Ajoutez à cela que nous sommes –par la grâce de Dieu- des musulmans, des croyants. Les vertus du Coran sont nôtres, les mœurs de l’islam sont nos mœurs, les enseignements de notre auguste prophète sont notre code de conduite, la vie de nos pieux prédécesseurs est notre modèle, la philosophie de l’islam éternel est la lumière qui illumine notre vie.
Nous avons la conviction dans notre révolution que l’islam éternel, qui unit directement l’homme à son Créateur, est notre capital ; c’est lui qui nous a protégé, qui a maintenu vive dans nos cœurs la flamme et l’ardeur de la foi ; c’est lui qui a unifié nos cœurs et nous a convoyé vers la raison, dans nos moments difficiles et dans nos moments de faste ; c’est la pierre incassable sur laquelle se sont effondrées toutes les vagues de colonisateurs, les intrigues des traitres, les maléfices des hypocrites, les tromperies des menteurs. Nous avons vu les époques passer les unes après les autres, nous avons goûté de la vie son miel et son goût amer, nous nous sommes élevés atteignant les sommets et nous nous sommes rabaissés – avec honneur- pour atteindre les bas-fonds. Néanmoins nous voilà revenus –par la grâce de Dieu – à notre première conduite. A chaque époque, nous étions et nous le sommes encore et le seront toujours –par la grâce de Dieu- d’entre les meilleurs musulmans, d’entre ceux qui ont la foi la plus intense, d’entre ceux qui œuvrent à la revivification de l’islam et à la vie par l’islam.
Il n’est pas étrange, dès lors, que la constitution de notre révolution dans la charte nationale qui nous a organisé au sein de front de libération un article qui stipule clairement que jamais il n’y aura dans l’Algérie indépendante une chose contraire à l’enseignement de l’islam.

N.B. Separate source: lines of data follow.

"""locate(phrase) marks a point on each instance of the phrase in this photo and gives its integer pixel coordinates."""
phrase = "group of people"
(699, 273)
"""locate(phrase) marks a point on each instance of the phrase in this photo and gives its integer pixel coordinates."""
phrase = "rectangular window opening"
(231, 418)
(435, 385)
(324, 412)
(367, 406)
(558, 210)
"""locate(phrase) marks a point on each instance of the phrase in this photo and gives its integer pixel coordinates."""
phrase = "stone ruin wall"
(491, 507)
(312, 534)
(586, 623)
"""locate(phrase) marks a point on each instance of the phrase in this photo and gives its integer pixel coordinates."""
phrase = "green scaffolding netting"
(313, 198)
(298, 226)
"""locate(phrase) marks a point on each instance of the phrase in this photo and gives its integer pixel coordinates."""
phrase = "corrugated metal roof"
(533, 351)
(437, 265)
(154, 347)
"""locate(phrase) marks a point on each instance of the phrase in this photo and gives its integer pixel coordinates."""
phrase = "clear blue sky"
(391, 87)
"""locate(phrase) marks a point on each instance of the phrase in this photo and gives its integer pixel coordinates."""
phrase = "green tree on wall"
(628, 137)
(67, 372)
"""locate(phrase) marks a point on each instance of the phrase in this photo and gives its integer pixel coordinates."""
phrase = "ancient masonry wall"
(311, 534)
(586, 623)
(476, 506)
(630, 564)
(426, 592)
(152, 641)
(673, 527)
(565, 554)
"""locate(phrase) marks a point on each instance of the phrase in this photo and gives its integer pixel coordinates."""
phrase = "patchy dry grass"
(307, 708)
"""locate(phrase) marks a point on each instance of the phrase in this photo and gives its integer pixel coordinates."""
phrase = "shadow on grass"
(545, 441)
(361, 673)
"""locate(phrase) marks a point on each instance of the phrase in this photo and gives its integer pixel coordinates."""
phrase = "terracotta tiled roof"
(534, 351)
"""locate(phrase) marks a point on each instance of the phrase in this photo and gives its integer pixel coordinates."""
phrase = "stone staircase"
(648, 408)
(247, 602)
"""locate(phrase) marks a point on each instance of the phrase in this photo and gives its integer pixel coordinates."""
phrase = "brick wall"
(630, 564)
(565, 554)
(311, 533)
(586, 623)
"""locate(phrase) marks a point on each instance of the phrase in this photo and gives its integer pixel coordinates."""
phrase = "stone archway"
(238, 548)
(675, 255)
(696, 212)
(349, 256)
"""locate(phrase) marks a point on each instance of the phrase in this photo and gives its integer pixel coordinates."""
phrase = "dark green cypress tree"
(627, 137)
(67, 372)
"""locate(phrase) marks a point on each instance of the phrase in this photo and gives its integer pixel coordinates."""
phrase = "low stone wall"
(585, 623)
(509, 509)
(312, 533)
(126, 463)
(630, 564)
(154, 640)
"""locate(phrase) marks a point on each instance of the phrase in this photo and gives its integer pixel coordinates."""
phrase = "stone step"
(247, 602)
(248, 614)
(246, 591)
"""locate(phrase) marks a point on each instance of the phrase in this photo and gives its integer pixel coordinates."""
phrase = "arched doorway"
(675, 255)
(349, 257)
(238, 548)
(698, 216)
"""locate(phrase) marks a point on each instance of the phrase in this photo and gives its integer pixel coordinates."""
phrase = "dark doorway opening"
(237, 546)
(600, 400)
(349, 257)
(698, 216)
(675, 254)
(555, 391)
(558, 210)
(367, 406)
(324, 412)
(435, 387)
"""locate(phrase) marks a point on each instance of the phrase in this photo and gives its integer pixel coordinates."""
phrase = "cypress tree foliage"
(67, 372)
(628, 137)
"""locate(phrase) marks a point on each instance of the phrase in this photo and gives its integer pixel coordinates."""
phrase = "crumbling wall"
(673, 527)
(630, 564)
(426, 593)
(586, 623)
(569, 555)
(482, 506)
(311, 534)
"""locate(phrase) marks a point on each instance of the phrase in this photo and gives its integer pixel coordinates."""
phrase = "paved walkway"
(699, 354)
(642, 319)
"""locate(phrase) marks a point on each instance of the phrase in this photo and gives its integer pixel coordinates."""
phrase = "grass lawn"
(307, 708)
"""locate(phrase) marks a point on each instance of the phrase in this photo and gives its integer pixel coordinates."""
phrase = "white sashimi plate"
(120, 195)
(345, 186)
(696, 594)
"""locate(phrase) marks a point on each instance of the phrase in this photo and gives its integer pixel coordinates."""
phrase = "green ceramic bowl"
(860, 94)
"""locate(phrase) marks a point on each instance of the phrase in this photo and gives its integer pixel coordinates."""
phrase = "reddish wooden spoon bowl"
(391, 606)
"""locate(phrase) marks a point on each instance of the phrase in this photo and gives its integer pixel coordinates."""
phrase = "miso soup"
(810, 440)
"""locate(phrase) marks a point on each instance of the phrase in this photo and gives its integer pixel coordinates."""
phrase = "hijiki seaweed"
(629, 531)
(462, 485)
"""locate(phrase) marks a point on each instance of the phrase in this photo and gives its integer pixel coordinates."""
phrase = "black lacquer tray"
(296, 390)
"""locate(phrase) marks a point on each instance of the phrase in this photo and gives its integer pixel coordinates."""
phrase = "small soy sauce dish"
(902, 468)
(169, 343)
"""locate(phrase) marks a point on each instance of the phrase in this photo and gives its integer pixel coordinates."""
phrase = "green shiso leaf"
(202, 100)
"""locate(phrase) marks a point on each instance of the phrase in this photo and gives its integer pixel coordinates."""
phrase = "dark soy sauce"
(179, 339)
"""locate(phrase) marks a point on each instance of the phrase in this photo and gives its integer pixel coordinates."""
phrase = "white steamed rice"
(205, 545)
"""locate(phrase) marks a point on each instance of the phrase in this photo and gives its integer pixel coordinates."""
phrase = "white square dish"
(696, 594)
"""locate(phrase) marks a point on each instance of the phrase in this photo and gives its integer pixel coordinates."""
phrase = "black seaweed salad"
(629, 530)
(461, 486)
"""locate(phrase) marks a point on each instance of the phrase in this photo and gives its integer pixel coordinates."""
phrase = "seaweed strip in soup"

L’islam éternel est une révolution continue, englobant tous les éléments de l’élan révolutionnaire constructif valable à chaque lieu et à chaque époque. C’est une religion de mouvement continu, non une religion de stagnation, une religion de progrès, non une religion de conservation, une religion de libération et de grand départ, non une religion de chaînes et de fixations. Tout cela en plus de la force spirituelle la plus élevée que le monde ait jamais vue et les caractères les plus nobles, joignant science et action, concordant matière et esprit, joignant la vie d’ici-bas à celle de l’au-delà, assurant bonheur, justice sociale pour l’individu et la communauté. Ce patrimoine islamique énorme, cette sagesse islamique qui conduit par la main tout le peuple au plus loin point que peut atteindre une société humaine sur terre, c’est ce pour quoi le Ministère des Habous (biens de main-morte) de la République Algérienne a été créé afin de le revivifier, de le préserver, de le répandre dans tous les milieux.
Cependant, pour atteindre cette fin, ledit ministère a pour moyens :
– l’édification des mosquées, leur épuration des erreurs du passé et leur remplissage par les cours d’orientation bénéfiques ;
– l’enseignement religieux authentique, dans des écoles de niveaux différents, allant du primaire aux études supérieures, des écoles où la religion et la science s’associent ; des écoles qui forment des générations d’enfants de l’Algérie qui relieront la passé au présent et prépareront les conditions nécessaires à l’avenir ; des générations qui regrouperont approfondissement dans la connaissance des particularités de la religion et de ses fondements et approfondissement dans la connaissance des sciences modernes et leurs découvertes.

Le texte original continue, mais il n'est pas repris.